The time required to reconfigure the whole FPGA has spurred research into partially reconfigurable systems, where only a part of the FPGA is reprogrammed. Partial reconfiguration has two advantages over reconfiguring the entire FPGA. The first is that the configuration data for part of the FPGA is smaller than that for the whole chip, so will usually take significantly less time to load than a complete configuration file. It also has the advantage that the rest of a design can continue to operate while part of the design is being reconfigured. Not all FPGAs are partially reconfigurable; the bitstream must be able to split into a series of frames, with each frame including an address that specifies its target location within the FPGA. At present only some of the devices with the Xilinx range and the older Atmel AT40K support partial reconfiguration.

Partial reconfiguration requires a modular design, as shown in Figure 5.25, with a static core and a set of dynamic modules (Mesquita et al., 2003). The static core usually deals with interface and control functions and holds the partial results, while the reconfigurable modules typically provide the computation. The dynamic modules can be loaded or changed as necessary at run-time, a little like overlays or dynamic link libraries in a software system (Horta et al., 2002). Only the portion of the FPGA being loaded needs to be stopped during reconfiguration; the rest of the design can continue executing.

Figure 5.25 Designing for partial reconfigurability. A set of dynamic modules ‘plug in’ to the static core.

Between the dynamic modules and the static core, a standard interface must be designed to enable each dynamic module to communicate with the core or with other modules (Sedcole, 2006). Common communication mechanisms are to use a shared bus (Hagemeyer et al., 2007) or predefined pipeline ports connecting from one module to the next (Sedcole et al., 2003). Both need to be in standard locations to enable them to connect correctly when the module is loaded.

Two types of partial reconfiguration have been considered in the literature. One restricts the reconfigurable modules to being a fixed size that can be mapped to a small number of predefined locations. The other allows modules to be of variable size and be placed more flexibly within the reconfigurable region. The more flexible placement introduces two problems. Firstly, the heterogeneity of resources restricts possible locations that a dynamic module may be loaded on the FPGA. The control algorithm must not only search for a space sufficiently large to hold a module, but the space must also have the required resources in the right place. Secondly, with the loading and unloading of modules, it is possible for the free space to become fragmented. To overcome this, it is necessary to make the modules dynamically relocatable (Koester et al., 2007). To relocate a module (Dumitriu et al., 2009) it must first be stopped or stalled, then disconnected from the core. The current state (registers and memory) must be read back from the FPGA, before writing the module (including its state) to a new location, where it is reconnected to the core, and restarted.

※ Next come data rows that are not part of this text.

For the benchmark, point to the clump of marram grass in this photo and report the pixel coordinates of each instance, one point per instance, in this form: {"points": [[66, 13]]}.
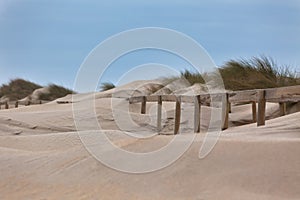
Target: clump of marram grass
{"points": [[256, 73], [18, 89], [106, 86], [55, 92]]}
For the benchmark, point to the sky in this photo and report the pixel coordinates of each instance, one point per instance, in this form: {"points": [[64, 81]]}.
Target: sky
{"points": [[46, 41]]}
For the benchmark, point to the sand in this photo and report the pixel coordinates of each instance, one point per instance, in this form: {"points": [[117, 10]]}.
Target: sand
{"points": [[42, 157]]}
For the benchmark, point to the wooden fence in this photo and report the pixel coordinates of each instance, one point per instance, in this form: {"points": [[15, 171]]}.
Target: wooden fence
{"points": [[17, 103], [280, 95]]}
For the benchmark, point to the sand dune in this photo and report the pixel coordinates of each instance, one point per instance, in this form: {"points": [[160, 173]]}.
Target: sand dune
{"points": [[42, 156]]}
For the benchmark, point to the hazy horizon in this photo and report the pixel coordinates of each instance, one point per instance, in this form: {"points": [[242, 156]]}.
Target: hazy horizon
{"points": [[47, 41]]}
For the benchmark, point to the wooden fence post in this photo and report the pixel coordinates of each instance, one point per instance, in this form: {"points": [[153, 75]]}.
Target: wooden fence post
{"points": [[261, 115], [254, 111], [225, 111], [282, 108], [197, 113], [159, 109], [177, 115], [143, 108]]}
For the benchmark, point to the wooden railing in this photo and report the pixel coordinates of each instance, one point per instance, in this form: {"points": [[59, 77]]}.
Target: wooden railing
{"points": [[259, 96], [17, 103]]}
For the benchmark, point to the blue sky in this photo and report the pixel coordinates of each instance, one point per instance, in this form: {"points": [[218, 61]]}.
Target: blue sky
{"points": [[46, 41]]}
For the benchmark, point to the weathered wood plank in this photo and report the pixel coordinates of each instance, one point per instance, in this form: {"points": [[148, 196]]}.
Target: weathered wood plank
{"points": [[225, 111], [261, 108], [143, 106], [137, 99], [159, 110], [177, 115], [197, 113], [243, 96], [282, 108]]}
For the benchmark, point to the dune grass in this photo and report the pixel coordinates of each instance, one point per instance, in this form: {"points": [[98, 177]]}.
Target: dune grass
{"points": [[55, 92], [18, 89], [255, 73]]}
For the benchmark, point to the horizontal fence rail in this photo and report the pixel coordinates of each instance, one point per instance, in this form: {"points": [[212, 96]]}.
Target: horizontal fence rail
{"points": [[280, 95], [17, 103]]}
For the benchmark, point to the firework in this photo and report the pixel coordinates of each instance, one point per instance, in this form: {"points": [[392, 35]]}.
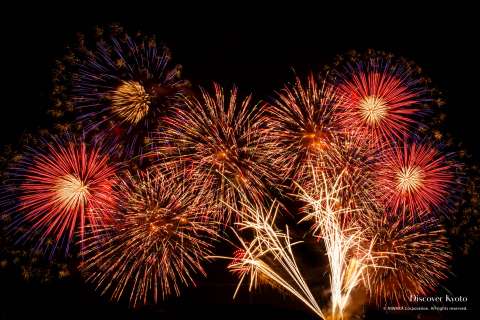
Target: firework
{"points": [[220, 137], [414, 258], [269, 256], [62, 189], [302, 123], [414, 177], [350, 162], [123, 86], [380, 100], [347, 256], [157, 241]]}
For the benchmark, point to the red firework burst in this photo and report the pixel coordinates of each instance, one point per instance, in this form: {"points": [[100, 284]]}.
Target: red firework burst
{"points": [[380, 101], [62, 188], [414, 177], [302, 124], [220, 137]]}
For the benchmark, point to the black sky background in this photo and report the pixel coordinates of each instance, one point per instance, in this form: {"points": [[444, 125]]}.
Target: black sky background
{"points": [[255, 48]]}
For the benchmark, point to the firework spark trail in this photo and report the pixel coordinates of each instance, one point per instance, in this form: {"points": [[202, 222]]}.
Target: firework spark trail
{"points": [[63, 189], [301, 122], [158, 240], [269, 256], [413, 254], [380, 101], [220, 137], [346, 255]]}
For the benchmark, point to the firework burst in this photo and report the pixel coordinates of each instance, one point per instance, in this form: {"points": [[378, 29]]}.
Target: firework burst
{"points": [[414, 177], [158, 240], [380, 101], [63, 189], [302, 123], [269, 257], [220, 138], [123, 86], [350, 162], [413, 256]]}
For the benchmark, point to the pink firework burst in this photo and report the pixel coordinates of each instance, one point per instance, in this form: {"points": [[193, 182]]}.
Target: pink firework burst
{"points": [[414, 177], [62, 188], [380, 101]]}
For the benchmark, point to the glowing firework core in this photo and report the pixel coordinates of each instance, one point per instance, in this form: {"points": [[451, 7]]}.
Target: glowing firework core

Partial reconfigurability allows adaptive algorithms. Consider an intelligent surveillance camera tracking vehicles on a busy road. The lighting and conditions in the scene can vary significantly with time, requiring different algorithms for optimal operation (Sedcole et al., 2007). These different subalgorithms may be designed and implemented as modules. By having the part of the algorithm that monitors the conditions in the static core, it can select the most appropriate modules and load them into the FPGA based on the context.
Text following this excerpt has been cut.